Let us take Dan Brown’s ridiculous charge that the Catholic Church murdered five million women as witches. A completely dispositional explanation would suggest that the Catholic Church simply wished to destroy whatever the so-called witches represented. It can then be persuasively argued by the conspiracy theorist that the Church desperately hoped and still aims to suppress something of the magnitude of an esoteric “sacred feminine.” (And, finally, in light of this argument, the astounding number of five million becomes strangely credible.)
I am not suggesting that we make excuses in a defensive and self-serving way. I have already posted on the Jesuit priest Friedrich Spee, whom Karl Rahner placed alongside Peter Claver and Francis Regis as models for modern Ignatian discipleship. In 1631, Spee risked his own safety by writing a treatise entitled Cautio Criminalis, in which he described contemporary witch trials. He wrote, “I confess that I myself have accompanied several women to their deaths in various places over the preceding years whose innocence even now I am so sure of that there could never be any effort and diligence too great that I would not undertake it in order to reveal this truth … One can easily guess what feelings were in my soul when I was present at such miserable deaths.” We should be ready to repent for what our brothers and sisters, united to us in baptism, did to innocent women (and men), for their actions surely do not have just an individual relevance.

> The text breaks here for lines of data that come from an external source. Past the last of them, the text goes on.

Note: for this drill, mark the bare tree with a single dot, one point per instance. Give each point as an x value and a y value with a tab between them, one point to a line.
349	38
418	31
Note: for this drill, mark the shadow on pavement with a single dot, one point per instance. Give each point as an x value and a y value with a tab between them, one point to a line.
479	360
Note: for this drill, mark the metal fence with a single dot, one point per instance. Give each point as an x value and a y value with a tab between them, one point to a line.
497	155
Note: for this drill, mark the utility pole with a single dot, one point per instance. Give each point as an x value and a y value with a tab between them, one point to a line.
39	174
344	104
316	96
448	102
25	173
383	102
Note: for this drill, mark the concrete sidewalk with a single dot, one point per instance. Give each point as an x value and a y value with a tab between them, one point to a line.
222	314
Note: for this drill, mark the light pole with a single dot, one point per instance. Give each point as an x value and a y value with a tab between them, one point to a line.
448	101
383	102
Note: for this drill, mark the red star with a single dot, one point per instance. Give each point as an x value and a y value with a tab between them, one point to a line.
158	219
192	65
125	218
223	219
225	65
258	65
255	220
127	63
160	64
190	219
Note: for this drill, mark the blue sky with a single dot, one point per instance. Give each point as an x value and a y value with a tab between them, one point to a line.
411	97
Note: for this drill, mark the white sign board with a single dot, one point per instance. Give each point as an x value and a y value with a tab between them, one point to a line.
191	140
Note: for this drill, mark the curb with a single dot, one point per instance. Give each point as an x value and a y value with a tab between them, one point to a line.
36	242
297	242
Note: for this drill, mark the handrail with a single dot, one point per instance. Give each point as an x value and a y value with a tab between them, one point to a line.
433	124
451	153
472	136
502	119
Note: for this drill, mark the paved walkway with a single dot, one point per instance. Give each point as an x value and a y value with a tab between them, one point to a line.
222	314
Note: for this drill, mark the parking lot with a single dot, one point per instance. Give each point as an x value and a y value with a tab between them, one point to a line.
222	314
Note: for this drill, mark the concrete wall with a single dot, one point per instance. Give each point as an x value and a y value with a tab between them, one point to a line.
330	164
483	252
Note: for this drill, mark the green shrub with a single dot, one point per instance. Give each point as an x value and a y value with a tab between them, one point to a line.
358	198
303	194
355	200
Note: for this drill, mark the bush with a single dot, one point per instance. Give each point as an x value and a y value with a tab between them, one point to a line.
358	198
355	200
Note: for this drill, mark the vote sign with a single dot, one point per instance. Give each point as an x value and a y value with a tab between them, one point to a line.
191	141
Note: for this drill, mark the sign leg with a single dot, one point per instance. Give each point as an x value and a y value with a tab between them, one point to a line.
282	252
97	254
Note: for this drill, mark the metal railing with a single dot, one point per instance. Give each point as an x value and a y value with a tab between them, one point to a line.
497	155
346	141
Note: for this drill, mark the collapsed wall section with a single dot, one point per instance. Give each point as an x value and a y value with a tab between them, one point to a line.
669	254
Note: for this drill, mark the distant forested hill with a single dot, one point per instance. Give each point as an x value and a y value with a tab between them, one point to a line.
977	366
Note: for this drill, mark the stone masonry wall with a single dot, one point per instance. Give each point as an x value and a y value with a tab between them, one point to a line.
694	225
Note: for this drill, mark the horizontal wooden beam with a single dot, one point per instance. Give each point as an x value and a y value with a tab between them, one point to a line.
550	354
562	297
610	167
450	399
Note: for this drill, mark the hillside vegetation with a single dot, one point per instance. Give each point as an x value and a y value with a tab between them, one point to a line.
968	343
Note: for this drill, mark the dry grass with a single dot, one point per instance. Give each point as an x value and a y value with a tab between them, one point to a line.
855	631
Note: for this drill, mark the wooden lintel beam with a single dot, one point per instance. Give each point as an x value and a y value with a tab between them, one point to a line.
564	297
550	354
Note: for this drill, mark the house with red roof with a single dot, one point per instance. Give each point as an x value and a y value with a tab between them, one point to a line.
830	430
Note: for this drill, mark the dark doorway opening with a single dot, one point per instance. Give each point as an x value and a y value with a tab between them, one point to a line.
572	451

And it is perhaps only in the context of a disarming willingness to repent that the Church can credibly bring up situational factors to contextualize both the past and present. The International Theological Commission’s Memory and Reconciliation said
As John Paul II observes, “an accurate historical judgment cannot prescind from careful study of the cultural conditioning of the times… Yet the consideration of mitigating factors does not exonerate the Church from the obligation to express profound regret for the weaknesses of so many of her sons and daughters…” The Church is “not afraid of the truth that emerges from history and is ready to acknowledge mistakes wherever they have been identified, especially when they involve the respect that is owed to individuals and communities. She is inclined to mistrust generalizations that excuse or condemn various historical periods. She entrusts the investigation of the past to patient, honest, scholarly reconstruction, free from confessional or ideological prejudices, regarding both the accusations brought against her and the wrongs she has suffered.”
The solution, then, to the fundamental attribution error behind conspiracy theorizing is to invite others to a “patient, honest, scholarly reconstruction, free from confessional or ideological prejudices,” which can then take proper account of “cultural conditioning” (as I hope that my post on Spee did). But I think that the only way to offer a credible invitation is to first openly embrace “the truth that emerges from history” and “acknowledge mistakes wherever they have been identified.” We have not always been willing to do this, lacking the courage of our late Holy Father.